Dengan jumlah pengguna internet mencapai sekitar 229 juta orang, Meutya menyebut Indonesia bukan sekadar pasar digital, melainkan yurisdiksi hukum yang harus dihormati.
“Internet memang tanpa batas. Tapi ketika platform mengambil traffic dan keuntungan dari Indonesia, maka mereka wajib patuh pada hukum Indonesia,” tegas Meutya dalam Rapat Pimpinan Kepolisian RI di Jakarta Timur, Rabu (11/2/2026).
Indonesia Tutup Konten Pornografi Grok di X
Meutya mengungkapkan pemerintah sempat menutup konten bermuatan pornografi dari fitur Grok di platform X karena dinilai melanggar aturan yang berlaku di Indonesia.
Indonesia disebut menjadi negara pertama yang mengambil langkah tegas terhadap fitur tersebut.
Setelah penutupan dilakukan, perwakilan regional dan global platform tersebut mendatangi Indonesia dan menyepakati perubahan algoritma serta penerapan geotagging khusus Indonesia.
“Atas dasar kepatuhan hukum, kita tutup. Mereka kemudian setuju mengubah algoritma dan menerapkan geotagging khusus Indonesia,” ujarnya.
Langkah ini dinilai sebagai preseden penting dalam penegakan kedaulatan digital Indonesia terhadap perusahaan teknologi global.
3 Juta Konten Judi Online Diturunkan
Selain penertiban konten pornografi, pemerintah juga memperketat pemberantasan judi online. Sejak 20 Oktober 2025, sekitar 3 juta konten judi online telah diturunkan.
Berdasarkan data Pusat Pelaporan dan Analisis Transaksi Keuangan (PPATK), nilai transaksi judi online tercatat turun dari Rp300 triliun menjadi Rp150 triliun.
Menurut Meutya, capaian tersebut merupakan hasil sinergi antara Kementerian Komunikasi dan Digital (Kemkomdigi) dan Kepolisian RI.
“Kalau hanya penutupan tanpa penegakan hukum, tidak akan ada efek jera.
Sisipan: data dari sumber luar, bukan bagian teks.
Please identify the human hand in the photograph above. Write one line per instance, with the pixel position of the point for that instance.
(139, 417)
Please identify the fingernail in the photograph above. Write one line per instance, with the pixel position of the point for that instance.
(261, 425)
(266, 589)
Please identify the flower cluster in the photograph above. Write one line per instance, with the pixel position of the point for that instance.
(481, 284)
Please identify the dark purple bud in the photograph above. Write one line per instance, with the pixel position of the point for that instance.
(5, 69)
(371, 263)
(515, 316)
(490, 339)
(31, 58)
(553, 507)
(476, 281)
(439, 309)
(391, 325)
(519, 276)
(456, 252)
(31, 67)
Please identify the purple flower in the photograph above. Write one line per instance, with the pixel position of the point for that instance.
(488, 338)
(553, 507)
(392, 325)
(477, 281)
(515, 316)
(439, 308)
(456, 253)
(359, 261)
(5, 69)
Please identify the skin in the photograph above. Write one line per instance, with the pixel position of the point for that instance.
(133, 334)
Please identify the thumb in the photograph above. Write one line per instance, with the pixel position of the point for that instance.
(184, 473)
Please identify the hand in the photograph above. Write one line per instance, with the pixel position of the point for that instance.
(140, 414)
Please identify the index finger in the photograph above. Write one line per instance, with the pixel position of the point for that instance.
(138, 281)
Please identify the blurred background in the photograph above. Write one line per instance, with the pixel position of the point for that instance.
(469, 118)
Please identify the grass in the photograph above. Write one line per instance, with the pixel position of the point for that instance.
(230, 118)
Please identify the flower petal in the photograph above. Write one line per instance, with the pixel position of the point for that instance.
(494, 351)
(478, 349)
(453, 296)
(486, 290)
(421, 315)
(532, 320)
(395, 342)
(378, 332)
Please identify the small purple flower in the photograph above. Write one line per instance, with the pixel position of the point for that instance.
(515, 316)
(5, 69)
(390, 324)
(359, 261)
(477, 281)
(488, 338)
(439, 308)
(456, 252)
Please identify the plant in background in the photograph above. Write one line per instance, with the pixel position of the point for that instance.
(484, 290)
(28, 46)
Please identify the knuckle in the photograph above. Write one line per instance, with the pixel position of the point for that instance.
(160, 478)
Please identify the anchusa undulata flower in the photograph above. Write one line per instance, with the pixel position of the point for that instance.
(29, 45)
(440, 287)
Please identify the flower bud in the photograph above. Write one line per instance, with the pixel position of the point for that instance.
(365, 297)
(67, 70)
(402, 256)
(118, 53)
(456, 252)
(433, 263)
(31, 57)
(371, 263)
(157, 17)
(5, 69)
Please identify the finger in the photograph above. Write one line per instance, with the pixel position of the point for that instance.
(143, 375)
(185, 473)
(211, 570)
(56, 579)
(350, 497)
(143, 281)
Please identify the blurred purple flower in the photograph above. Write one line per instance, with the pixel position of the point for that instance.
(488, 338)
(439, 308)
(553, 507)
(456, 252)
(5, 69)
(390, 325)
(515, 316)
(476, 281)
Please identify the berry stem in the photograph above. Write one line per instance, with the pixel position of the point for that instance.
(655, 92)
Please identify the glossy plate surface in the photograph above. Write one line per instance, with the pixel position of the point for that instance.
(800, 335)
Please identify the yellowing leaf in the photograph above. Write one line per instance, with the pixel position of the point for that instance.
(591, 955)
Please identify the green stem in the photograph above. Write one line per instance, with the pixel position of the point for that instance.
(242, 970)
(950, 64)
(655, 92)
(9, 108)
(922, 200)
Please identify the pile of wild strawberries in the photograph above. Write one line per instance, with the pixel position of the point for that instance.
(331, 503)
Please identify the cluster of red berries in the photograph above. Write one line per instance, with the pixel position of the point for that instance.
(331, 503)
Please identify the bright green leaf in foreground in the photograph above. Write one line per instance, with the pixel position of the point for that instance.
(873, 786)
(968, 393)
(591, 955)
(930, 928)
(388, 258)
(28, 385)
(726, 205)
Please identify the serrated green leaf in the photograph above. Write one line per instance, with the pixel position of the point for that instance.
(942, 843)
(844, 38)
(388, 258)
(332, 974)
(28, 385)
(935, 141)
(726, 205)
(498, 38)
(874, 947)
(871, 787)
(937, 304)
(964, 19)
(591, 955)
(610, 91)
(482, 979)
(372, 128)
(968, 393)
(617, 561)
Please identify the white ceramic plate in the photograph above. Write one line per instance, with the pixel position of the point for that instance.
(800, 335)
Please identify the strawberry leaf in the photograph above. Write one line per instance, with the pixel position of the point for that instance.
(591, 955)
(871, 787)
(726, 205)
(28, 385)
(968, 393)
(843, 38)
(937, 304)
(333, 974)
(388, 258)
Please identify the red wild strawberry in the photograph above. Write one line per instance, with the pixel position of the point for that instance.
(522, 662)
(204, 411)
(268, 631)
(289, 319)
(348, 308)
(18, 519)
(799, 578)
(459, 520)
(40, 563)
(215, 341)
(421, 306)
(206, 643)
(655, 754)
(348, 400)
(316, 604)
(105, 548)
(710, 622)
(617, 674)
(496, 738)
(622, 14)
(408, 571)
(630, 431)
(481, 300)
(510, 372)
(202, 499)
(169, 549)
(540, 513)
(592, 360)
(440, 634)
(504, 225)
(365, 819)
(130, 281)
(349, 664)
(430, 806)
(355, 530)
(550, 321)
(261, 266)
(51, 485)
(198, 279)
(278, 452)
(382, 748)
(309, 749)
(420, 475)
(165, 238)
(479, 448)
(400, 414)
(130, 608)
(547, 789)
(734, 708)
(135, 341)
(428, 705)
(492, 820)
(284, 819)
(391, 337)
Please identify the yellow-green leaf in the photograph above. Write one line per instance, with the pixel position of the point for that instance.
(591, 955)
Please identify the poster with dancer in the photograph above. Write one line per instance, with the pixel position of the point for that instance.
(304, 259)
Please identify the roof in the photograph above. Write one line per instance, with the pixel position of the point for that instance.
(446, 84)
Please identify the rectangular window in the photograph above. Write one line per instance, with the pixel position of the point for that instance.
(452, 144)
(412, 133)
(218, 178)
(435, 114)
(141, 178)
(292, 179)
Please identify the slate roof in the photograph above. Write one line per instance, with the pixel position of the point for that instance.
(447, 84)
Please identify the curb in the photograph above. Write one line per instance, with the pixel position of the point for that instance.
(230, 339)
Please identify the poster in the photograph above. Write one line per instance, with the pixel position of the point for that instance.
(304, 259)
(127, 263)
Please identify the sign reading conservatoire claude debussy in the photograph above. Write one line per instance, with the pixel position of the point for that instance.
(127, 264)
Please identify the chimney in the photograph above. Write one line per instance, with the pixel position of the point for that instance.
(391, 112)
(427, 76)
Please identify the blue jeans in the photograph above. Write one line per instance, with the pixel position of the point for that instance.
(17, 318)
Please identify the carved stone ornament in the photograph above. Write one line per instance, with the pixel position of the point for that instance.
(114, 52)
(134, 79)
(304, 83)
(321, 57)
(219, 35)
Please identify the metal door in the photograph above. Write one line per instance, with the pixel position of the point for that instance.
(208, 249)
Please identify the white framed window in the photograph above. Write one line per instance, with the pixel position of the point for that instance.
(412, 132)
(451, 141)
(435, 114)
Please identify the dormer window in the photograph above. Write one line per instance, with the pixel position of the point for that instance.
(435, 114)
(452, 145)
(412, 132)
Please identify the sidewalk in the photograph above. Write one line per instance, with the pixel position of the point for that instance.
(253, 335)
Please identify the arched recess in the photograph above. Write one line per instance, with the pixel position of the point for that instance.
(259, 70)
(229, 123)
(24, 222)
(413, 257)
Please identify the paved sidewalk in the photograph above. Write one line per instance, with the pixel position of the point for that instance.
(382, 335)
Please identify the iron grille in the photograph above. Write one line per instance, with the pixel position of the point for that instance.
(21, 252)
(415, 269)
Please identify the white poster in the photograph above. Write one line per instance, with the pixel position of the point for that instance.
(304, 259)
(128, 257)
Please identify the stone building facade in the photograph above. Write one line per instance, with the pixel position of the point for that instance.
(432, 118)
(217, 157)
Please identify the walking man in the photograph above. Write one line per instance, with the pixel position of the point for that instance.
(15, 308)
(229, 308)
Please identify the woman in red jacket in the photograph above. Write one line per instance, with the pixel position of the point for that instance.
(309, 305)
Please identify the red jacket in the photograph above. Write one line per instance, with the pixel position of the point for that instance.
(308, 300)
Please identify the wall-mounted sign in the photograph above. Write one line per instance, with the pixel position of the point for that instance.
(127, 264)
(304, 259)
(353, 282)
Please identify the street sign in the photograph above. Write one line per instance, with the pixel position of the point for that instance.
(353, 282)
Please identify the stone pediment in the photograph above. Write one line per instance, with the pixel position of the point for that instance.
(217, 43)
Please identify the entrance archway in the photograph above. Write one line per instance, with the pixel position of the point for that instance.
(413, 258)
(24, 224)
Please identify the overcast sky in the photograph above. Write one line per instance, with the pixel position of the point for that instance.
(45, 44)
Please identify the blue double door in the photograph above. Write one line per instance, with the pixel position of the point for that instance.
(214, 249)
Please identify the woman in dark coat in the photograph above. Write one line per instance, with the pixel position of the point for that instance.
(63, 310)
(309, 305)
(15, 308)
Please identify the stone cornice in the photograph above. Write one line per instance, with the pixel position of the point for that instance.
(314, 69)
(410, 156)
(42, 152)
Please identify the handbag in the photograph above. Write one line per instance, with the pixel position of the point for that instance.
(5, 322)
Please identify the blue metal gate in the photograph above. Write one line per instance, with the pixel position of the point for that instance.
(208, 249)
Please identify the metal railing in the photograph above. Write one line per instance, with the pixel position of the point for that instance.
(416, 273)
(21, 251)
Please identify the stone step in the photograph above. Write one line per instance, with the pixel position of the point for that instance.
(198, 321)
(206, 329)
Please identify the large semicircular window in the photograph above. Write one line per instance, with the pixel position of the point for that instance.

Ini hasil kombinasi prevention dan law enforcement,” ujarnya.
Menjelang Ramadan dan Idulfitri 2026, Meutya meminta penguatan koordinasi lintas lembaga karena tren penipuan digital biasanya meningkat pada periode tersebut.
Agenda Digital 2026: Terhubung, Tumbuh, Terjaga
Meutya menegaskan agenda digital Indonesia tahun 2026 bergerak pada tiga fokus utama, yakni terhubung, tumbuh, dan terjaga.
Sinergi dengan Kepolisian RI disebut menjadi kunci untuk memastikan ruang digital Indonesia tetap aman, produktif, dan memberikan manfaat bagi masyarakat.
Pemerintah menegaskan komitmennya menjaga kedaulatan digital sekaligus mendorong pertumbuhan ekonomi digital yang sehat dan bertanggung jawab.